シャッター音が鳴って写真を見せてもらうと、こっちも中々良い感じに撮れていた。
「それじゃ、食べようか。腹減っちゃったよ。」
「あ、はーい!」
「「いただきます。」」
この時撮った写真を彩ちゃんがSNSに上げたせいで少しだけ燃えたらしい、すぐに落ち着いたみたいだけどね。詳細は知らない。
「…………。」
参観日当日、私はクラスのざわめきを聞きながら黒板を見ていた。
「ちょっと、あの人イケメンじゃない……?」
「氷川さんのお兄さんだよね……タイプかも……。」
近くの席の子の声が聞こえる。いつもは注意をしたいけれど、余り目立つ訳にはいかない。
その原因である兄さんをこっそりと見る。
いつ買ったかは知らないけれど質の良さそうなスーツ、いつもと違ってうなじで結んだ髪、揺らめくテール、珍しく掛けた伊達眼鏡、微笑む顔。確かに贔屓目に見なくともイケメンね。けれど、首に下げたビデオカメラと手に持った一眼レフが全てを台無しにしていると思うわ。
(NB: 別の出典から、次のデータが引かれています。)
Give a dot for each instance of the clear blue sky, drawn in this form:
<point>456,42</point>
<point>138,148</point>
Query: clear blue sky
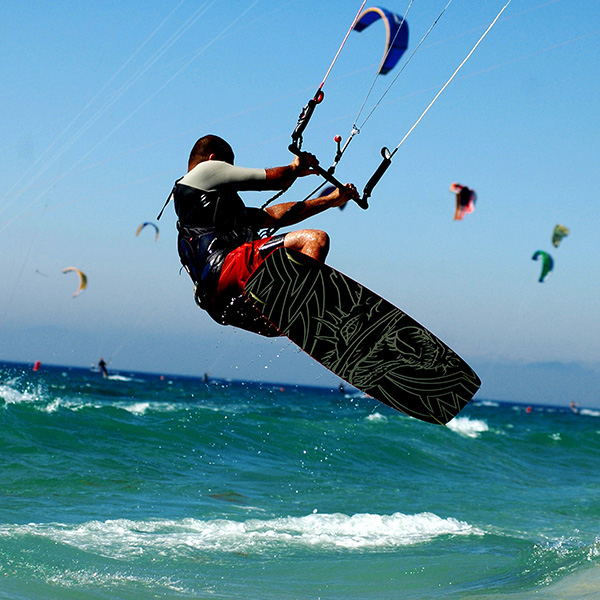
<point>101,103</point>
それでも兄さんを見た事が無かった子達には衝撃だったみたいね。
「紗夜ー、頑張れ。」
兄さんが微かに聞こえる程度の声を出す。私に聞こえているという事は周りと私より近い子達には聞こえてしまう。
「優しいお兄さん……良いなぁ。」
「家族に優しいのってポイント高い……。」
私のクラスの兄さんへの好感度がどんどんと上がっていくのを感じてしまう。
……もう、本当に気にしないようにしよう。
「あ、えっと、ごめんね。通してね。」
「あ、あの、連絡先とか聞いても良いですか!?」
「彼女とか居るんですか!?」
そういえば、今の俺って顔が良かった。顔面偏差値が高いのは嬉しいけど紗夜に合流したい。でも、女の子に囲まれているから動くにも動けない。
「悪いけど、通して、通して〜……。」
パシッと手を掴まれる。
「兄さん、行くわよ!」
「あ、紗夜。助かったよ。」
ぐいぐい引っ張られて人気の無い所へと行く。
「この辺りで大丈夫なはずよ。」
「おー、こんな所があるんだ。そうだ、弁当作って来たからここでご飯にしようか。」
そう言うと紗夜の口元が緩む。
ふふふ、今日は満足してくれるかな?
食事風景は割愛で、今はお茶を飲みながらゆっくりとしている。学校でもこんなに静かなところがあるもんなんだね。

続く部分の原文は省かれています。